Mammography screening for women between the ages of 40 to 49 years is efficient for reducing breast cancer mortality, with reductions in breast cancer death rates in this cohort of nearly 30 percent, found a Swedish study published online Sept. 29 in Cancer.
Barbro Numan Hellquist, from the department of radiation sciences at Umea University in Sweden, and colleagues sought to evaluate Swedish mammography screening in young women, noting that while the “effectiveness of such screening for women ages 40 to 49 years still is questioned, randomized controlled trials have revealed a significant effect for women at or greater than age 40.”
The researchers compared breast cancer mortality rates between women who were living in areas of Sweden that had screening programs for the 40 to 49 year age group for at least six years during the study period between 1986 and 2005 to a control group that included women who were living in areas in which women between the ages of 40 to 49 were not invited to screening during the study period. Both the study and the control group consisting of 620,620 women made up the Mammography Screening of Young Women cohort of all Swedish counties.
The study participants were followed for an average of 16 years, with breast cancer death between ages 40 to 49 years as the primary outcome measure. A prescreening period was defined by the researchers to facilitate a comparison of mortality in the absence of screening, and no significant difference in breast cancer mortality was determined during this prescreening period.
The authors found that during the study period, however, the study group had 803 breast cancer deaths and the control group had 1,238 breast cancer deaths.

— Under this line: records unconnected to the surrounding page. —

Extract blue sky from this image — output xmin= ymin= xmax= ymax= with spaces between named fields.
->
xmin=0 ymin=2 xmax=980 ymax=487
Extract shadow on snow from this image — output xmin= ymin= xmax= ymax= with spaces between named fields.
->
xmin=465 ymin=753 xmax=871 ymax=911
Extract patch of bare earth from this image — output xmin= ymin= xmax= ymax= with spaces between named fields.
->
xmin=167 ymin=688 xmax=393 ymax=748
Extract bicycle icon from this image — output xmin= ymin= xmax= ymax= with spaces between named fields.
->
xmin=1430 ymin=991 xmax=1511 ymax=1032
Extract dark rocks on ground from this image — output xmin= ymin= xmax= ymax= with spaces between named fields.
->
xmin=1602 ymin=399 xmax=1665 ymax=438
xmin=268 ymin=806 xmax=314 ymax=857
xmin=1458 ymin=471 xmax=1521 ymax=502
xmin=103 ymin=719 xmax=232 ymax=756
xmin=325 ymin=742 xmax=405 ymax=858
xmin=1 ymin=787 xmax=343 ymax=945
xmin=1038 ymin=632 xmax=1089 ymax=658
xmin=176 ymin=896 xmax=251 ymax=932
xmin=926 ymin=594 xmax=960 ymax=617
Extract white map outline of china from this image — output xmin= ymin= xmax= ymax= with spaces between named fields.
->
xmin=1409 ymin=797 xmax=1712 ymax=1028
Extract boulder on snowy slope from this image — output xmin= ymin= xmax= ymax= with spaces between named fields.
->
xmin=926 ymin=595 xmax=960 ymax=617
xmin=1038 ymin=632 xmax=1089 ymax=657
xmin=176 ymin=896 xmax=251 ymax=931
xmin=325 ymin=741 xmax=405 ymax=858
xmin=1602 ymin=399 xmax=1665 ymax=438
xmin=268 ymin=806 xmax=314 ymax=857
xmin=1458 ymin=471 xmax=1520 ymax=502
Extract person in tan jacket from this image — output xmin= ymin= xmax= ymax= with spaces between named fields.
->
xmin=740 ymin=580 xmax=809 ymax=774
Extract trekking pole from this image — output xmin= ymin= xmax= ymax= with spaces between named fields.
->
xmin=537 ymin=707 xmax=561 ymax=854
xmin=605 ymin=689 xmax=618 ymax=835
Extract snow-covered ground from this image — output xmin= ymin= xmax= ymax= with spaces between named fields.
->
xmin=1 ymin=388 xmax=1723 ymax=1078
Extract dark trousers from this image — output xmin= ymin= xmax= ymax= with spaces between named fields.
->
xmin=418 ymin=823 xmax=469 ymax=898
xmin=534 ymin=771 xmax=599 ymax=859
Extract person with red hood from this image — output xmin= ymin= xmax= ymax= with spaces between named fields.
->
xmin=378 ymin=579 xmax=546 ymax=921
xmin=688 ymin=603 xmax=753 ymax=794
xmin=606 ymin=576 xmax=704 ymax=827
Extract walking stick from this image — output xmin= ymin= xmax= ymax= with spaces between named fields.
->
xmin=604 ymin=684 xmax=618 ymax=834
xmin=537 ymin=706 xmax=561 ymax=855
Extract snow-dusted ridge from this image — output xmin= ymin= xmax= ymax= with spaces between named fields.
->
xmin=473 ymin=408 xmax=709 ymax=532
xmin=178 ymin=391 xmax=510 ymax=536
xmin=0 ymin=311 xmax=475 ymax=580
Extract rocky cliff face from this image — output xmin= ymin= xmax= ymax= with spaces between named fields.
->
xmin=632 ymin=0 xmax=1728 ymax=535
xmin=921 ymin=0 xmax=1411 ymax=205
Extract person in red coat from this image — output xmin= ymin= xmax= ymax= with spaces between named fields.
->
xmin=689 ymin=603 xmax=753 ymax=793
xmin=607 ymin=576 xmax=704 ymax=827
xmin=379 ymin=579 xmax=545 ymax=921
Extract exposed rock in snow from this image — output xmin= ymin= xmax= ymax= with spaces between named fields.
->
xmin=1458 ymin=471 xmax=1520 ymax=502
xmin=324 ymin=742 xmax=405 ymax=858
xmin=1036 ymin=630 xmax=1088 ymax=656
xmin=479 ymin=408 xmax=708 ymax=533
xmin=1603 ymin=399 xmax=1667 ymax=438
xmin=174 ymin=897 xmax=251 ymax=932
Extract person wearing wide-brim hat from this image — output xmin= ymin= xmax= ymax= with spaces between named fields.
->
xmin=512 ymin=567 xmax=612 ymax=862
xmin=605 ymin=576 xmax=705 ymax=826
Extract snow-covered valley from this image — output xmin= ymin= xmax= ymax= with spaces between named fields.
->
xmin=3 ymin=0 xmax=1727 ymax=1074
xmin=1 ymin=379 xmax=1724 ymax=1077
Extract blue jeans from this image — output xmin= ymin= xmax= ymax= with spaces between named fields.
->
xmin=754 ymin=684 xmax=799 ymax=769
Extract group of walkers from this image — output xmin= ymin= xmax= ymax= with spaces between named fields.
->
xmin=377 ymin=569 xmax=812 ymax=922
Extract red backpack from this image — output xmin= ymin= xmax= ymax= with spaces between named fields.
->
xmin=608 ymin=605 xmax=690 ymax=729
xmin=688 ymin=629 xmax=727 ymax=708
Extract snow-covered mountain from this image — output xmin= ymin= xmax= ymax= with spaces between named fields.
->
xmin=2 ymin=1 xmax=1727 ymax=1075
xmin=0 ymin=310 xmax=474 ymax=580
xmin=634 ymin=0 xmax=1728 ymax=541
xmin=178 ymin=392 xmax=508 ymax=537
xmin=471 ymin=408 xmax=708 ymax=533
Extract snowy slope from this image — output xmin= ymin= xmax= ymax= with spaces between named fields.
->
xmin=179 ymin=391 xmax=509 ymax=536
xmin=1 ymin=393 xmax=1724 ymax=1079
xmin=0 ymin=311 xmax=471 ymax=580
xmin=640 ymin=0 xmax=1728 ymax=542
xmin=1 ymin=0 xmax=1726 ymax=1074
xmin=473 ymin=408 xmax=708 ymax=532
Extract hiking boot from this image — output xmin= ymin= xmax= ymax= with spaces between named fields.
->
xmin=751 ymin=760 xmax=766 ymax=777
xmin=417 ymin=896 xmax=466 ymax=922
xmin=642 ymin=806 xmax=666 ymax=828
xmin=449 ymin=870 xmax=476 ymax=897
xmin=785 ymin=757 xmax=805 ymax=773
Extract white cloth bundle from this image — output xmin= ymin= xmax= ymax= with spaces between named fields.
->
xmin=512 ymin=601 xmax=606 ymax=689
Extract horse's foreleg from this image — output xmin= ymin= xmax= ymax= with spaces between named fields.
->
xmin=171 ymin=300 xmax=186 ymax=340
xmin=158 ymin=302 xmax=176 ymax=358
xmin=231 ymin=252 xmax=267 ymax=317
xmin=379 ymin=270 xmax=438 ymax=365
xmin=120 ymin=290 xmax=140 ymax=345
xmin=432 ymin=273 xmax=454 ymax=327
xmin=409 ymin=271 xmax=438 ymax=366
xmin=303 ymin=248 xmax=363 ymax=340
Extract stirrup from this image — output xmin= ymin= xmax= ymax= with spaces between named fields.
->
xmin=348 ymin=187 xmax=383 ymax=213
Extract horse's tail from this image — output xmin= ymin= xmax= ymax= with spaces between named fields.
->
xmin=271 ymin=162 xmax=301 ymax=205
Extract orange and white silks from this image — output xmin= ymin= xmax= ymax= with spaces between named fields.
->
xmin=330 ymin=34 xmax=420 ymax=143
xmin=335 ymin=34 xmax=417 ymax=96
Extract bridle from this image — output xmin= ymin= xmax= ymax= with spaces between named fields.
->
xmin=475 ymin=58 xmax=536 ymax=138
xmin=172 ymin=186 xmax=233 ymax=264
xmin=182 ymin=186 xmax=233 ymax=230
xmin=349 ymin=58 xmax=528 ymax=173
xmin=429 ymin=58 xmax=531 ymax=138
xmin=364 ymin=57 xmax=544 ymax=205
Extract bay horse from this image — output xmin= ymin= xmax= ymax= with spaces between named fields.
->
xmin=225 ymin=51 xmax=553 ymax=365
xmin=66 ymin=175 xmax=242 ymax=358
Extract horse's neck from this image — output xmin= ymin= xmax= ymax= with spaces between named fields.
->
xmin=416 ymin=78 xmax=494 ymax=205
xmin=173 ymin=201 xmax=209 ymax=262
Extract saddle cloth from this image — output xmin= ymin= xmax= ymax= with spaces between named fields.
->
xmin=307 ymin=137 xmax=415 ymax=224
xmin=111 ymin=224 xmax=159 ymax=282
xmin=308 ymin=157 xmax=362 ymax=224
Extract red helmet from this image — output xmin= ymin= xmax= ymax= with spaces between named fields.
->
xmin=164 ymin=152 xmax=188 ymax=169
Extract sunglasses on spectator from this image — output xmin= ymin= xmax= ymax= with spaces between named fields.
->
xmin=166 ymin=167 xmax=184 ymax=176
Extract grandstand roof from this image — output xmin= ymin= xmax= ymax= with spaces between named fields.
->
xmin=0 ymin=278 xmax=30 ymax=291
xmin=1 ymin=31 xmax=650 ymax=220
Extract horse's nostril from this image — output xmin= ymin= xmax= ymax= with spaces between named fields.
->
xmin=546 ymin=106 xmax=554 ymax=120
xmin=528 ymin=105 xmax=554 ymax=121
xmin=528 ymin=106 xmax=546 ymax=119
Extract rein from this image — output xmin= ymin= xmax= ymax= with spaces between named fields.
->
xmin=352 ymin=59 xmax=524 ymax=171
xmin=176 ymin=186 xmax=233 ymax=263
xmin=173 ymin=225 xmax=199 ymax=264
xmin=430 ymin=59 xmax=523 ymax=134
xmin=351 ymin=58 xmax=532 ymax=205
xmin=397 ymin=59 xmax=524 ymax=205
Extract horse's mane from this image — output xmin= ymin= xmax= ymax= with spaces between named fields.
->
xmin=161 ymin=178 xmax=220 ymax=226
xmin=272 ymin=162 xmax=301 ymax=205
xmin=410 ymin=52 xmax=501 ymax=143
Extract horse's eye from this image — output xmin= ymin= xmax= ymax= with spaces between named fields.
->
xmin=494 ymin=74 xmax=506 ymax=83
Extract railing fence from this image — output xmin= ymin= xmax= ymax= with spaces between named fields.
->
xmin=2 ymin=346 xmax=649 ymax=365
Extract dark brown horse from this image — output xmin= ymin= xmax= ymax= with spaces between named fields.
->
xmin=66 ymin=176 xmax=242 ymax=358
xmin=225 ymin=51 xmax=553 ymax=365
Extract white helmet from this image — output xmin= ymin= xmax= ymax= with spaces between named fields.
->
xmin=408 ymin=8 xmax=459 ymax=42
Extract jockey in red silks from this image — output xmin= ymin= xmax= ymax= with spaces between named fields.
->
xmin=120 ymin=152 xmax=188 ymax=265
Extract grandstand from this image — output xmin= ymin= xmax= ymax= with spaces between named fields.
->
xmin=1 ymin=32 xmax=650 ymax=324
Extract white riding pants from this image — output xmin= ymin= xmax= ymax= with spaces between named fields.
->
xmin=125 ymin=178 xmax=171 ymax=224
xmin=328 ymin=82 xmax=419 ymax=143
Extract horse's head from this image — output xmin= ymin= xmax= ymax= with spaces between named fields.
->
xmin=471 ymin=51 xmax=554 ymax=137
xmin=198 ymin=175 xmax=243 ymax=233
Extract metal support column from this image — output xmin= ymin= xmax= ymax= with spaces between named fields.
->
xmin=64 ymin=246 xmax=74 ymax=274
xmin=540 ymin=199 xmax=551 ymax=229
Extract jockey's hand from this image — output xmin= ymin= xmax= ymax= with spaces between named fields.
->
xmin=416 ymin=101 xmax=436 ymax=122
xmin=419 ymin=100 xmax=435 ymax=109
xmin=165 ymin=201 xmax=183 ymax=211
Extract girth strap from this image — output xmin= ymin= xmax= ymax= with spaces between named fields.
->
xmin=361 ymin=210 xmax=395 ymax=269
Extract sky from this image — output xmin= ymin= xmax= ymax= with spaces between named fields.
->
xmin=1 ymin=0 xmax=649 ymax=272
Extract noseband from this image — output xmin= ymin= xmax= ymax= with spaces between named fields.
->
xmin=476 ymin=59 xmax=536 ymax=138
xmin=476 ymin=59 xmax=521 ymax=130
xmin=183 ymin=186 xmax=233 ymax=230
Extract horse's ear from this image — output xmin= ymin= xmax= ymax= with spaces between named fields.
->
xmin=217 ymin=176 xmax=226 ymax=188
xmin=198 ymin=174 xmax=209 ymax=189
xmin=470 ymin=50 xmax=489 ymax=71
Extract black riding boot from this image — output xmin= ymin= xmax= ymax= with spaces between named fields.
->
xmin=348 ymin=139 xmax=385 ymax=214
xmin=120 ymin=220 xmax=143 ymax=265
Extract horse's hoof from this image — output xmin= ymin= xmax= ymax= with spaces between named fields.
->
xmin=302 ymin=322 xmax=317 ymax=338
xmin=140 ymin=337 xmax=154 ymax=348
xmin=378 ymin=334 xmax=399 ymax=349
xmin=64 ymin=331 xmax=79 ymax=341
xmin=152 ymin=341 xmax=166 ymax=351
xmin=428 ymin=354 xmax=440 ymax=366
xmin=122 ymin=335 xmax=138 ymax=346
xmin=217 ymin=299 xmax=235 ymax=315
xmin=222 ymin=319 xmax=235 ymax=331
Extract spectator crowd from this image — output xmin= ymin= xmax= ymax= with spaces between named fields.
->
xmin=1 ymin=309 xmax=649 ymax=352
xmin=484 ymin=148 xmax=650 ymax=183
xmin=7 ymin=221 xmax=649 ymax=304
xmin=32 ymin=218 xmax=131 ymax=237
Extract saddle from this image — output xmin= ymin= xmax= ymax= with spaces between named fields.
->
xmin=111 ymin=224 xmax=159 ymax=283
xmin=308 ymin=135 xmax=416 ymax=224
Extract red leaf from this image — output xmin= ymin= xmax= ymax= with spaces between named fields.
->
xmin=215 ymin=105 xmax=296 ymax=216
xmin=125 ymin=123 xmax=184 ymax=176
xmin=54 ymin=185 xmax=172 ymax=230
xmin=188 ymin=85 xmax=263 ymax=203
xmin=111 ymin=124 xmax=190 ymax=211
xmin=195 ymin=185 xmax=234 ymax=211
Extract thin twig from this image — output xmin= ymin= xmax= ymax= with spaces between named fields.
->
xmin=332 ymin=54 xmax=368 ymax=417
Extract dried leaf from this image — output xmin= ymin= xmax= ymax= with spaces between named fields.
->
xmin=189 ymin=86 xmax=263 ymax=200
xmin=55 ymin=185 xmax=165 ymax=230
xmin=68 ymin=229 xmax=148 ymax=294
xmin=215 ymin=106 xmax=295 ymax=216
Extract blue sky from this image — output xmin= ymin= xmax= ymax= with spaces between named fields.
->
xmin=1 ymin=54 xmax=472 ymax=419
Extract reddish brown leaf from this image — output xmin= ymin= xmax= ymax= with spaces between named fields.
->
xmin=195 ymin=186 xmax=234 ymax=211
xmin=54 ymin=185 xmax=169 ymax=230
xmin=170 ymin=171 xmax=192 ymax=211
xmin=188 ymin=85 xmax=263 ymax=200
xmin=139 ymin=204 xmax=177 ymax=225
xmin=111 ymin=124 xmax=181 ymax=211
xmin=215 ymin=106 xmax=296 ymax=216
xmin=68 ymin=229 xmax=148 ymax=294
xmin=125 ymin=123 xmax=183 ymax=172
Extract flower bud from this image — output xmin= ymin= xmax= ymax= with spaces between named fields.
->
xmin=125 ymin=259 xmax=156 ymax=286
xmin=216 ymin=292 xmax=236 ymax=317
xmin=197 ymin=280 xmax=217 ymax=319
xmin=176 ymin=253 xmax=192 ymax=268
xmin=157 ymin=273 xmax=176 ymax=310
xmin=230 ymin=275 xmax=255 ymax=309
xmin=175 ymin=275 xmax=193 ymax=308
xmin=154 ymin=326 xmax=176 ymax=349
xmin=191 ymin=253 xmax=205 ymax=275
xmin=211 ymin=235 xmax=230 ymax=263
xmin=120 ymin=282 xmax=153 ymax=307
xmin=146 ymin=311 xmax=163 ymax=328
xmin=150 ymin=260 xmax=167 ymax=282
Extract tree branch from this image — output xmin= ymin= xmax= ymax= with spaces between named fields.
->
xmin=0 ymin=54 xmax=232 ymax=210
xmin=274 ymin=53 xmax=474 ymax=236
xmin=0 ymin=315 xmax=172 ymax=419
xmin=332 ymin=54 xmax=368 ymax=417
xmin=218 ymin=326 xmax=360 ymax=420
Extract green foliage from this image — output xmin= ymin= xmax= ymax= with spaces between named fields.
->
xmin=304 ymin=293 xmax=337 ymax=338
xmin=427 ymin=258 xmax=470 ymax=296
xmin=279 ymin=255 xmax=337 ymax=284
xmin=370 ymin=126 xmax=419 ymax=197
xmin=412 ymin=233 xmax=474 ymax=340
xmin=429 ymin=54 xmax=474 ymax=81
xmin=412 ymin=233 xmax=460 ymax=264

Hellquist and colleagues noted that breast cancer risk reduction rates were greater among women between the ages of 45 to 49 years compared to rates for women between the ages of 40 to 44 years. In addition, a greater reduction was also seen when only women who actually attended screening (vs. those who were invited) were considered.
The authors estimated that breast cancer mortality reductions were estimated to be between approximately 26 to 29 percent in women between the ages of 40 to 49 years invited to screening.
“All estimates indicated statistically significant lower breast cancer mortality rates in the counties with service screening programs with mammography for women ages 40 to 49,” concluded Hellquist.